THE STAR KINGS ERA 202,000–unknown
Thus, in the galaxy of 202,000, the star-kingdoms were already old in traditions and history. Many wars had been fought between them, but the Empire had steadily sought to prevent such sanguine galactic struggles and to unify them in peace. Though they took the title of kings, they were at heart democracies. Then the ominous growth of the League of Dark Worlds reached a point where the safety of the Empire itself was challenged. Thus began the First Galactic War. [See The Star Kings.—Ed.]
After the war, legend would say, began the Golden Age of galactic man, a mighty empire that spanned the stars, all men united by a single heritage and a single loyalty to the Heartworld from which they came. [Not Terra but the throne-world of the King of the Central Empire circling the sun Canopus.—Ed.]

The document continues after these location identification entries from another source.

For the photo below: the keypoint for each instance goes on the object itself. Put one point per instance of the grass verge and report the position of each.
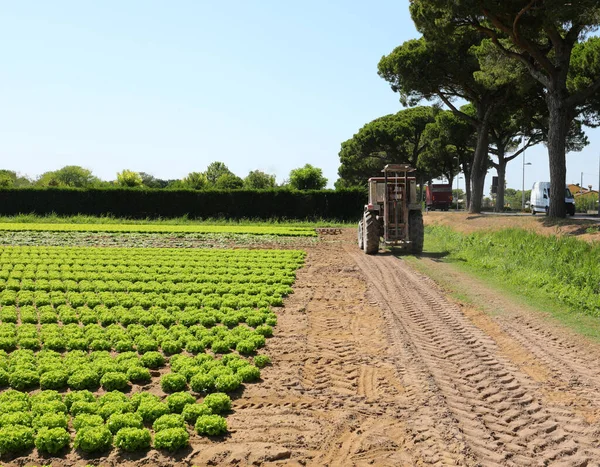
(498, 259)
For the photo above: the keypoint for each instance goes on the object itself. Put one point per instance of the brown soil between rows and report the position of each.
(373, 365)
(588, 230)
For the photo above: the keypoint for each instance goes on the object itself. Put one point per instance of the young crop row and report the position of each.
(47, 420)
(191, 320)
(288, 231)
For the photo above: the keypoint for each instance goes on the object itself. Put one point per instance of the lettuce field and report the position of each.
(131, 348)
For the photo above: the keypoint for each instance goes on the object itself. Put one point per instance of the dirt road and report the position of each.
(374, 366)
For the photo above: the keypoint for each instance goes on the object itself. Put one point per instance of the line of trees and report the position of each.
(216, 176)
(528, 71)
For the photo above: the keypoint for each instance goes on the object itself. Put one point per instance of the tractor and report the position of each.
(393, 214)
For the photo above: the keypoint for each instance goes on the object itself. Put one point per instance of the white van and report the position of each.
(540, 199)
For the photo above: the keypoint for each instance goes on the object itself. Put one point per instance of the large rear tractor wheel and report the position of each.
(361, 235)
(371, 237)
(416, 231)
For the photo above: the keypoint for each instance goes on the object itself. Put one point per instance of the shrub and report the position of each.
(118, 421)
(262, 361)
(202, 383)
(178, 400)
(152, 360)
(22, 379)
(133, 439)
(171, 439)
(211, 425)
(54, 380)
(227, 383)
(139, 375)
(168, 421)
(52, 440)
(218, 402)
(51, 420)
(86, 419)
(151, 410)
(93, 439)
(173, 382)
(112, 381)
(248, 373)
(16, 438)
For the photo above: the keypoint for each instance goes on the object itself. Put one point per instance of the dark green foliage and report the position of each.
(133, 439)
(171, 439)
(52, 440)
(211, 425)
(15, 438)
(93, 439)
(142, 203)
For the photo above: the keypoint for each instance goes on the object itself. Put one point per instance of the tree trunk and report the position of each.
(501, 171)
(479, 168)
(467, 173)
(558, 128)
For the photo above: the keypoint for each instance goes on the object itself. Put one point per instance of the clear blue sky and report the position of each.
(168, 87)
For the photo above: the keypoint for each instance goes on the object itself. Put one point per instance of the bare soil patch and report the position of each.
(373, 365)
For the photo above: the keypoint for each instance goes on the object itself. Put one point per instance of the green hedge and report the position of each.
(136, 203)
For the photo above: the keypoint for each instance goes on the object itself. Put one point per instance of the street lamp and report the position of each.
(457, 179)
(523, 184)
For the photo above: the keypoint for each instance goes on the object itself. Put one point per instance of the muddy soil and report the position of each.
(373, 365)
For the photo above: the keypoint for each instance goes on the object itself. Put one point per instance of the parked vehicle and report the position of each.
(393, 213)
(540, 199)
(438, 196)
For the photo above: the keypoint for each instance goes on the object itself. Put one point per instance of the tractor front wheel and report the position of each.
(371, 236)
(361, 235)
(416, 231)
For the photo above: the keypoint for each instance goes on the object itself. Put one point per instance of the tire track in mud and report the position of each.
(496, 408)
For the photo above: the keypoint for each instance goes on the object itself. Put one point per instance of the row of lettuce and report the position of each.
(77, 323)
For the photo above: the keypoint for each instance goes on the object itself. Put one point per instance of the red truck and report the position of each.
(438, 196)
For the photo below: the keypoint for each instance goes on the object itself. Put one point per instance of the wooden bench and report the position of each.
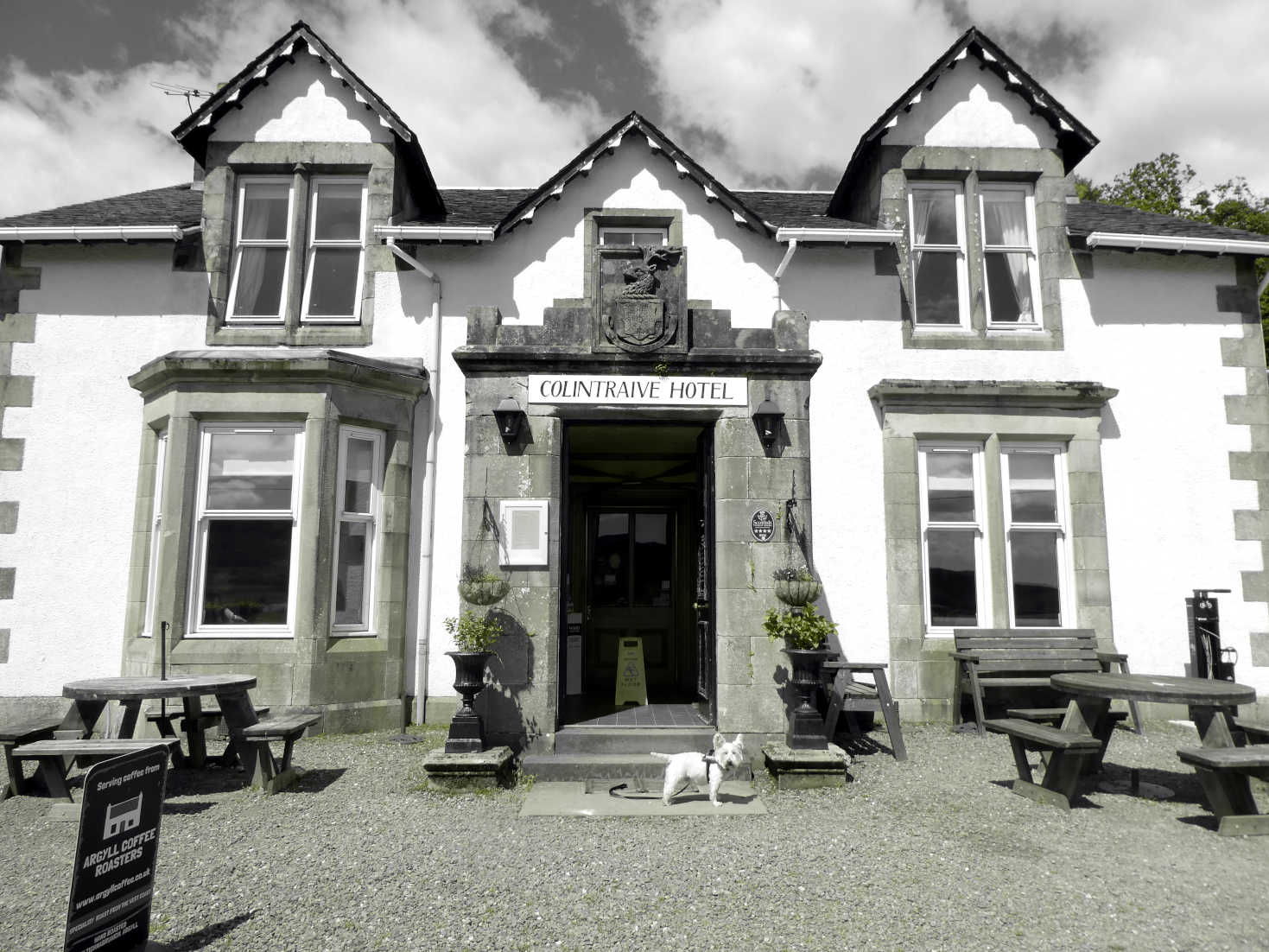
(13, 735)
(1223, 773)
(56, 755)
(1253, 732)
(267, 772)
(210, 716)
(1022, 659)
(848, 695)
(1068, 754)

[Contains information given in The Tattooed Man about the Star Kings Era, and the millennia that followed, not previously published in book form.]

THE SHATTERED EMPIRE ERA* [225,000–275,000?]
Time passed and the people lost their singleness of identity, adapting to the different conditions of their worlds, so that after a while there were many physical differences between them, many cultures, and many different tongues. And they forgot that they were brothers, and made war on each other. The Second Galactic War began and the great golden Empire fell; there were ages of chaos, when the people sank back into barbarism and the starships rusted away because no one knew how to fly them. And even the Heartworld was lost, except for the nostalgic legend that ran through the folklore of countless scattered stars. Then interstellar travel developed again and the myriad of inhabited worlds of the galaxy began to interact once more. Those who see themselves as closer to the original human stock are still a bit wary of those who have changed significantly, but these distinctions are beginning to fade. [See The Tattooed Man.—Ed.]

[* Hamilton coyly gives no dates here. The Golden Age must have lasted millennia—perhaps 10–20,000 years or more—before the Second Galactic War, and a much longer interregnum of decline and then barbarism—perhaps 50,000 years or much more—must have ensued before humankind reacquired the lost skills of repairing, then flying, and then building, starships.]